What are MAP and NDCG, and when would you use each for evaluating a ranking system?
MAP (Mean Average Precision) is the mean across queries of the area under the precision-recall curve, computed only at positions where relevant items appear. NDCG (Normalized Discounted Cumulative Gain) accounts for graded relevance and position discount — a relevant item at rank 1 is worth more than one at rank 10. Use MAP when relevance is binary and every relevant result matters equally; use NDCG when items have graded relevance or when top-of-list quality is more important than tail coverage.
How to think about it
Define both metrics from first principles, contrast their assumptions, and give a concrete worked example.

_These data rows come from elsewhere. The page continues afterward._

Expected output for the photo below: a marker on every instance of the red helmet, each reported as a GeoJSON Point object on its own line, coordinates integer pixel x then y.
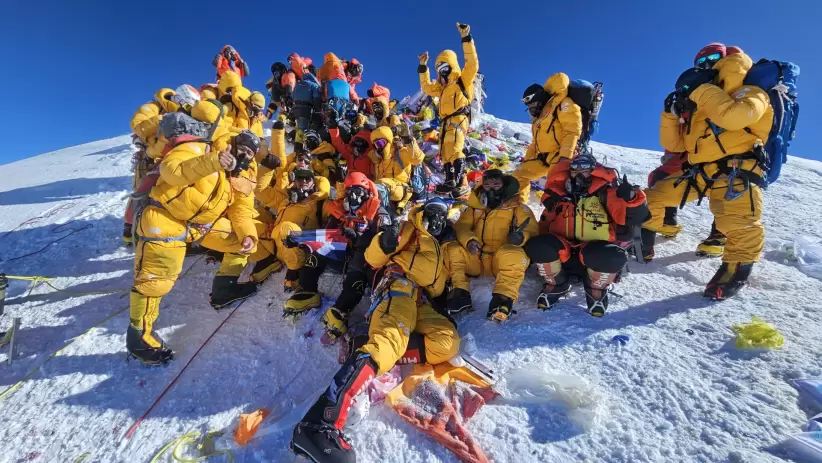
{"type": "Point", "coordinates": [732, 50]}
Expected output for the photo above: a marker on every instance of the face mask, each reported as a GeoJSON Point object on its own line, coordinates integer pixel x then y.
{"type": "Point", "coordinates": [379, 112]}
{"type": "Point", "coordinates": [492, 198]}
{"type": "Point", "coordinates": [355, 197]}
{"type": "Point", "coordinates": [295, 194]}
{"type": "Point", "coordinates": [434, 222]}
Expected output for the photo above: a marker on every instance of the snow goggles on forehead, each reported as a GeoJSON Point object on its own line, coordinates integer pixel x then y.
{"type": "Point", "coordinates": [707, 62]}
{"type": "Point", "coordinates": [380, 143]}
{"type": "Point", "coordinates": [579, 164]}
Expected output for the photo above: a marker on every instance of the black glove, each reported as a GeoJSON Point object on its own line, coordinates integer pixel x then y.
{"type": "Point", "coordinates": [389, 240]}
{"type": "Point", "coordinates": [669, 102]}
{"type": "Point", "coordinates": [625, 190]}
{"type": "Point", "coordinates": [516, 237]}
{"type": "Point", "coordinates": [682, 104]}
{"type": "Point", "coordinates": [290, 243]}
{"type": "Point", "coordinates": [272, 162]}
{"type": "Point", "coordinates": [351, 234]}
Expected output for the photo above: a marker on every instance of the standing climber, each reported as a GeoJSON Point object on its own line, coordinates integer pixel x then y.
{"type": "Point", "coordinates": [455, 89]}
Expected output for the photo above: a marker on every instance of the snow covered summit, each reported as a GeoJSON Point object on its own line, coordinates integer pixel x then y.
{"type": "Point", "coordinates": [678, 390]}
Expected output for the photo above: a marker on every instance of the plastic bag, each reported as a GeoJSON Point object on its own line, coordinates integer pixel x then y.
{"type": "Point", "coordinates": [758, 334]}
{"type": "Point", "coordinates": [806, 251]}
{"type": "Point", "coordinates": [538, 387]}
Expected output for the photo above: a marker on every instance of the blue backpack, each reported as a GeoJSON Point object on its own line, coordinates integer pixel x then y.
{"type": "Point", "coordinates": [337, 88]}
{"type": "Point", "coordinates": [779, 80]}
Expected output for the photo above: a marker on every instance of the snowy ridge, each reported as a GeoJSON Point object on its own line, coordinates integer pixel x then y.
{"type": "Point", "coordinates": [667, 395]}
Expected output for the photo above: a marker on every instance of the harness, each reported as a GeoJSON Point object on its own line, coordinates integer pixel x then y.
{"type": "Point", "coordinates": [382, 291]}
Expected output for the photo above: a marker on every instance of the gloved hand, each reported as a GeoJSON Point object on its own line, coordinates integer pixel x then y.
{"type": "Point", "coordinates": [290, 242]}
{"type": "Point", "coordinates": [351, 233]}
{"type": "Point", "coordinates": [682, 105]}
{"type": "Point", "coordinates": [669, 102]}
{"type": "Point", "coordinates": [404, 130]}
{"type": "Point", "coordinates": [335, 323]}
{"type": "Point", "coordinates": [271, 162]}
{"type": "Point", "coordinates": [423, 59]}
{"type": "Point", "coordinates": [516, 237]}
{"type": "Point", "coordinates": [625, 190]}
{"type": "Point", "coordinates": [389, 239]}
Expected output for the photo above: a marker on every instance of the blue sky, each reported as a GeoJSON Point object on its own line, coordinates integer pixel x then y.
{"type": "Point", "coordinates": [76, 71]}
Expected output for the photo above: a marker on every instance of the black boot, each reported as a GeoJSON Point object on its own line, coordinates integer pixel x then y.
{"type": "Point", "coordinates": [127, 238]}
{"type": "Point", "coordinates": [597, 285]}
{"type": "Point", "coordinates": [648, 241]}
{"type": "Point", "coordinates": [459, 301]}
{"type": "Point", "coordinates": [500, 308]}
{"type": "Point", "coordinates": [225, 290]}
{"type": "Point", "coordinates": [670, 216]}
{"type": "Point", "coordinates": [447, 187]}
{"type": "Point", "coordinates": [551, 294]}
{"type": "Point", "coordinates": [140, 349]}
{"type": "Point", "coordinates": [319, 435]}
{"type": "Point", "coordinates": [728, 280]}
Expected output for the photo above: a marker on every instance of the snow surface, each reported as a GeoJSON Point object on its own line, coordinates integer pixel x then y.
{"type": "Point", "coordinates": [677, 391]}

MAP: Mean Average Precision
Average Precision (AP) for a single query measures how well the ranking surfaces relevant items, averaged over recall levels.
For a query with relevant items at ranks r1, r2, …, rk out of N retrieved:
AP = (1 / R) * sum_{i=1}^{k} Precision@r_i
Where R is the total number of relevant items (including those not retrieved), and Precision@r_i is the precision at the rank where the i-th relevant item appears.
MAP = average of AP across all queries.
Example. Ranked list for a query with 3 relevant items: [R, N, R, N, N, R] (R = relevant, N = not).
- Relevant at position 1: Precision@1 = 1/1 = 1.0
- Relevant at position 3: Precision@3 = 2/3 = 0.67
- Relevant at position 6: Precision@6 = 3/6 = 0.5
AP = (1.0 + 0.67 + 0.5) / 3 = 0.72
NDCG: Normalized Discounted Cumulative Gain
NDCG handles graded relevance (e.g., scores 0, 1, 2, 3) and applies a logarithmic position discount, reflecting that users rarely scroll past the first few results.
DCG@k = sum_{i=1}^{k} (2^rel_i - 1) / log2(i + 1)
NDCG@k = DCG@k / IDCG@k
Where IDCG is the DCG of the ideal ranking (all relevant items first, sorted by grade). NDCG = 1 is a perfect ranking.
Example. Relevance grades: [3, 2, 3, 0, 1, 2] at positions 1–6.
| Position | Grade | Discount 1/log2(i+1) | Contribution |
|---|---|---|---|
| 1 | 3 | 1.000 | 7.00 |
| 2 | 2 | 0.631 | 1.89 |
| 3 | 3 | 0.500 | 3.50 |
| 4 | 0 | 0.431 | 0 |
| 5 | 1 | 0.387 | 0.39 |
| 6 | 2 | 0.356 | 1.07 |
DCG@6 = 13.85. If the ideal order is [3, 3, 2, 2, 1, 0], IDCG@6 = 14.60. NDCG@6 = 0.948.
When to use each
| Situation | Prefer |
|---|---|
| Binary relevance, every relevant item equally important | MAP |
| Graded relevance (star ratings, engagement scores) | NDCG |
| Top-k ranking quality more important than tail | NDCG@k (small k) |
| Information retrieval with recall importance | MAP |
| Recommendation system, search ranking | NDCG@10 or NDCG@5 |